Un seul mot - ou un syntagme.

         
   
Derrida, l'apocalypse                     Derrida, l'apocalypse
Sources (*) : La pensée derridienne : ce qui s'en restitue               La pensée derridienne : ce qui s'en restitue
Pierre Delain - "Les mots de Jacques Derrida", Ed : Guilgal, 2004-2017, Page créée le 13 janvier 2014 Derrida, notre époque

[Derrida, l'apocalypse]

Derrida, notre époque Autres renvois :
   

Derrida, eschatologie, messianique

   

Derrida, "Viens!"

   
Orlolivre : comment ne pas en venir à l'apocalypse ? Orlolivre : comment ne pas en venir à l'apocalypse ?
                 
                       

La question de l'apocalypse se pose pour Derrida dès le début, et l'habite sans discontinuer dès les années 1960 et 1970 (et après) :

a. 1963-67 : les textes parus en 1967 sonnent comme des annonces, des appels prophétiques ou messianiques : dislocation du logocentrisme, clôture de la métaphysique, fin de l'écriture, fin du livre, etc. C'est un monde qui part, qui s'en va.

b. 1968 : Les fins de l'homme : titre d'une conférence prononcée en octobre 1968 à New York, datée d'avril 1968 [deux dates qui encadrent mai 1968], publiée dans Marges en 1972, autour de l'ébranlement de l'histoire de l'être qui, notamment avec Heidegger, en arrive à sa clôture.

c. 1974 : Glas, avec ses citations apocalyptiques éclatées, décalées, fragmentaires, notamment des trois Jean : l'Evangéliste, Jean de Patmos, Jean Genet.

d. 1977-80 : La Carte postale de Socrate à Freud et au-delà, avec ses Envois qui citent souvent l'Apocalypse de Jean et son insistance sur le chiffre sept, et Spéculer - sur "Freud", où Freud lui-même semble buter sur un post-scriptum (toujours le sept).

e. 1976-80 : Trois textes dédiés à Blanchot et Lévinas, Pas (1976), Survivre (1979) et En ce moment même dans cet ouvrage me voici (1980). Le mot Viens, sur lequel Derrida insiste dans ces textes, prolonge et cristallise le mouvement apocalyptique.

f. Le titre Les fins de l'homme sera repris par Jean-Luc Nancy et Philippe Lacoue-Labarthe pour la décade de Cerisy qu'ils organiseront en juillet 1980, et qui se concluera par un autre texte de Jacques Derrida, D'un ton apocalyptique adopté naguère en philosophie, dont la version finale sera publiée en 1983.

g. Le septième temps, inachevé, viendra après une certaine latence, dans le long cycle de séminaires sur Questions de responsabilité (1991-2003). Il trouvera une expression non pas finale, mais dernière (le dernier séminaire, le dernier homme, le dernier Juif) dans la dernière phrase d'un poème de Paul Celan (Die Welt ist fort, ich muss dich tragen). Cette effraction ne cesse, aujourd'hui, d'avoir lieu.

 

1. Apocalypse : une effraction dans la scène d'écriture.

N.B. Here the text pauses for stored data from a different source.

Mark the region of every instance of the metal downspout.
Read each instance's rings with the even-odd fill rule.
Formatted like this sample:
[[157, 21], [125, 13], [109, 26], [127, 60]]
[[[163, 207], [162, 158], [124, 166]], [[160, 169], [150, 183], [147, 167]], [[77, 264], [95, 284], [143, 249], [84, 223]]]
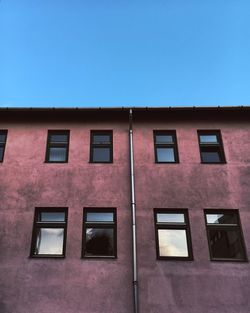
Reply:
[[131, 213], [132, 213], [132, 254], [133, 254], [133, 299], [134, 313], [139, 313], [138, 275], [137, 275], [137, 248], [136, 248], [136, 202], [135, 202], [135, 175], [133, 149], [133, 111], [129, 110], [129, 156], [130, 156], [130, 184], [131, 184]]

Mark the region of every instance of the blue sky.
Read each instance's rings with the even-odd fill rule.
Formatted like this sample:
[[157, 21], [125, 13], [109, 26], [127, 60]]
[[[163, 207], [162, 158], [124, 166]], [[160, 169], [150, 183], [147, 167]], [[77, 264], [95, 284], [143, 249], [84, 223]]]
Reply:
[[249, 0], [0, 0], [0, 106], [249, 104]]

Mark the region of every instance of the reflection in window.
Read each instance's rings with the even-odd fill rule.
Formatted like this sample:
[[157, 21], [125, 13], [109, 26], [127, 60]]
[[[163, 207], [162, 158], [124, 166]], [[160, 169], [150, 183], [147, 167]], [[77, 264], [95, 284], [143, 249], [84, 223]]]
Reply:
[[113, 222], [114, 213], [113, 212], [87, 212], [86, 214], [87, 222]]
[[187, 236], [184, 229], [158, 229], [159, 255], [188, 257]]
[[108, 162], [110, 160], [110, 148], [93, 148], [93, 162]]
[[86, 228], [85, 256], [113, 256], [114, 230], [102, 228]]
[[40, 212], [38, 218], [40, 222], [64, 222], [65, 212]]
[[66, 208], [36, 208], [31, 256], [64, 256], [66, 231]]
[[206, 225], [212, 260], [246, 260], [238, 212], [206, 210]]
[[159, 259], [192, 259], [186, 210], [155, 209], [156, 251]]
[[84, 209], [83, 257], [116, 257], [115, 209]]
[[179, 162], [178, 148], [175, 131], [154, 131], [155, 162]]
[[225, 163], [220, 131], [199, 130], [198, 137], [202, 163]]
[[68, 161], [69, 131], [49, 130], [46, 162], [64, 163]]
[[201, 155], [204, 163], [221, 163], [217, 148], [203, 148], [202, 150]]
[[234, 213], [223, 214], [206, 214], [206, 220], [208, 224], [237, 224], [237, 215]]
[[67, 148], [50, 148], [49, 161], [50, 162], [65, 162], [67, 155]]
[[90, 162], [113, 162], [112, 131], [91, 131]]
[[201, 143], [218, 143], [217, 135], [200, 135]]
[[175, 162], [174, 148], [156, 148], [157, 161], [161, 162]]
[[164, 143], [174, 143], [173, 135], [165, 135], [163, 132], [155, 131], [155, 143], [164, 144]]
[[239, 230], [210, 230], [211, 253], [215, 259], [244, 259]]
[[157, 223], [185, 223], [184, 214], [157, 213]]
[[39, 228], [35, 254], [59, 254], [63, 253], [63, 228]]
[[0, 130], [0, 162], [3, 162], [6, 139], [7, 139], [7, 130]]

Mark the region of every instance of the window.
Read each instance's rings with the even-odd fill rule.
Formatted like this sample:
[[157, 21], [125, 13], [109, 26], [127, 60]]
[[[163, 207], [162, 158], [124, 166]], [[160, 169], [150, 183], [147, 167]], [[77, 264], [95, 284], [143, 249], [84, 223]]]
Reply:
[[198, 130], [201, 163], [226, 163], [219, 130]]
[[174, 130], [154, 131], [155, 162], [178, 163], [178, 148], [176, 132]]
[[208, 245], [213, 261], [246, 261], [237, 210], [205, 210]]
[[90, 133], [90, 162], [91, 163], [112, 163], [113, 143], [112, 131], [92, 130]]
[[0, 130], [0, 162], [3, 162], [6, 139], [7, 139], [7, 130]]
[[69, 152], [69, 131], [49, 130], [46, 150], [46, 162], [66, 163]]
[[67, 208], [36, 208], [32, 257], [65, 256], [67, 215]]
[[115, 209], [84, 209], [82, 257], [116, 258]]
[[192, 260], [187, 210], [155, 209], [154, 215], [157, 258]]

Selon Kant, la voix autonome de la raison pratique se présente à chacun dans la transparence. Egalement audible en tout homme, tenant à tous le même langage, elle s'entend directement au plus proche. C'est l'essence de la voix, la voix en général - la voix comme telle. La raison s'oppose aux voix "mystagogiques", oraculaires, "grand seigneur", qui prétendent en passer par un mystère, une initiation.

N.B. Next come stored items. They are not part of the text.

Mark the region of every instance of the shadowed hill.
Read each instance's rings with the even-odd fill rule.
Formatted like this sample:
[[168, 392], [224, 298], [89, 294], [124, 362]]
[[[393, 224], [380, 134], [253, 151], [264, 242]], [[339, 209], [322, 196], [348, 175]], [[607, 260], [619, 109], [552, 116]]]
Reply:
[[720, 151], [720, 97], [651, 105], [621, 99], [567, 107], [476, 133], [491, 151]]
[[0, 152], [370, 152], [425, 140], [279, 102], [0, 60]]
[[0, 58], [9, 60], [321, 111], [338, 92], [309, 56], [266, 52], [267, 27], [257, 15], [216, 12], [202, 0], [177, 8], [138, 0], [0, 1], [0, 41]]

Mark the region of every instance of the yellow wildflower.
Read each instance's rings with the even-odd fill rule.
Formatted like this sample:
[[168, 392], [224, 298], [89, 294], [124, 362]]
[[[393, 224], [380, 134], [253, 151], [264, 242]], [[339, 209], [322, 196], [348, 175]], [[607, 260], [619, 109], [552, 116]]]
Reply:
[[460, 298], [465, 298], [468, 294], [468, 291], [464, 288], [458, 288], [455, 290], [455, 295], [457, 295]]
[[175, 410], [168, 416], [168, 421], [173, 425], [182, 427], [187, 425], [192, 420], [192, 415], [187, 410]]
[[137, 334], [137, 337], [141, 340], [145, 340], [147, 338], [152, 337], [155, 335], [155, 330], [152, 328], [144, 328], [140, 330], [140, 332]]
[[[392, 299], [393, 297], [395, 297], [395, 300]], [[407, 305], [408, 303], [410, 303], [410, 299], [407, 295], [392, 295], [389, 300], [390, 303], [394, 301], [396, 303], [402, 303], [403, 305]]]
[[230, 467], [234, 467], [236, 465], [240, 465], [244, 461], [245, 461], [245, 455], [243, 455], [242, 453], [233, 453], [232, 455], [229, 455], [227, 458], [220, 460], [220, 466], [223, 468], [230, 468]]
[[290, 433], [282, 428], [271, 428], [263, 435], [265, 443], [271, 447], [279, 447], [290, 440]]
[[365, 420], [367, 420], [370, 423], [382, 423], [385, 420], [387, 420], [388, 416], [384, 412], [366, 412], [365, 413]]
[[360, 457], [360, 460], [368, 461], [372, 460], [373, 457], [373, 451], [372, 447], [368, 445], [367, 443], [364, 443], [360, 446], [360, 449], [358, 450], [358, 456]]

Jacques Derrida conteste cette polarité. La voix oraculaire et la voix de la raison, sont-elles vraiment différentes? Quand on parle, même dans la plus grande solitude, c'est toujours comme si on était deux. Un premier homme parle et un autre, le dernier (en lui et en-dehors de lui), entend. S'adressant à lui-même, le premier envoie un message (une question) au dernier. Il ne s'attend pas à une réponse, car dans l'instant où la voix revient vers le premier, le dernier a disparu. Je m'entends parler dans un mouvement qu'on peut déjà qualifier d'eschatologique ou d'apocalyptique, car il suppose la fin d'un monde, la mort du destinataire auquel il s'adresse. La vérité, c'est que nous allons tous mourir. Nous sommes déjà morts, c'est la condition transcendantale de tout discours et c'est aussi l'essence de la scène d'écriture en général, y compris cette autre scène qui vient faire effraction.

La question apocalyptique de notre temps, c'est ce qui, sur cette scène, vient faire effraction.

 

2. Dans l'apocalypse même, ça vacille.

Dans cette scène, qui parle? A qui? Ce n'est jamais très clair. Le "je" peut être absent, il peut citer un autre "je", une autorité, un oracle qui parle sur un autre ton, ou dans son dos. Celui auquel il s'adresse peut y croire ou pas, il peut survivre ou pas. Le déraillement généralisé, qui détraque la police des destinations, commence dans le discours apocalyptique même. C'est là que la pensée, et aussi peut-être la philosophie, trouvent leur source.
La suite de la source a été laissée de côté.